= St George Corbet Gore =

Colonel St George Corbet Gore, (24 February 1849 – 1913) was an English army officer and Surveyor General of India from 1899 to 1904.

Gore was born on 24 February 1849, the son of Rev. William Francis Gore, a male-line descendant of the Gore baronets of Megherabegg, by his wife Elizabeth Carey Baldock. He was educated at Lancing College before being gazetted as lieutenant in the Royal Engineers in 1870.

Gore arrived in British India in November 1872, and from March 1873 served on the great trigonometrical survey of India. Serving with distinction through the Second Anglo-Afghan War (1878–1880), he was officer in charge of survey during the march of Sir Donald Stewart's column from Kandahar to Kabul, and was mentioned in dispatches following the Battle of Ahmed Khel (19 April 1880). From 1884 he was attached to the Afghan boundary commission, and he was appointed deputy superintendent in 1886, and superintendent of trigonometrical surveys in Dehradun in May 1894.

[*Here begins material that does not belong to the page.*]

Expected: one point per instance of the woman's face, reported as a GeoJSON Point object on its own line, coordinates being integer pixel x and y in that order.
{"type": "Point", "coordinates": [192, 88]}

He was appointed Surveyor General of India in October 1899, and retired in May 1904. For his service, he was appointed a Companion of the Order of the Star of India in the 1903 New Year Honours.

Gore was married to Elizabeth Julia Mackinnon Bruce, who died in Bombay on 23 October 1902.

Gore is commemorated in the scientific name of a species of Asian snake, Dendrelaphis gorei, which is a junior synonym of Dendrelaphis biloreatus.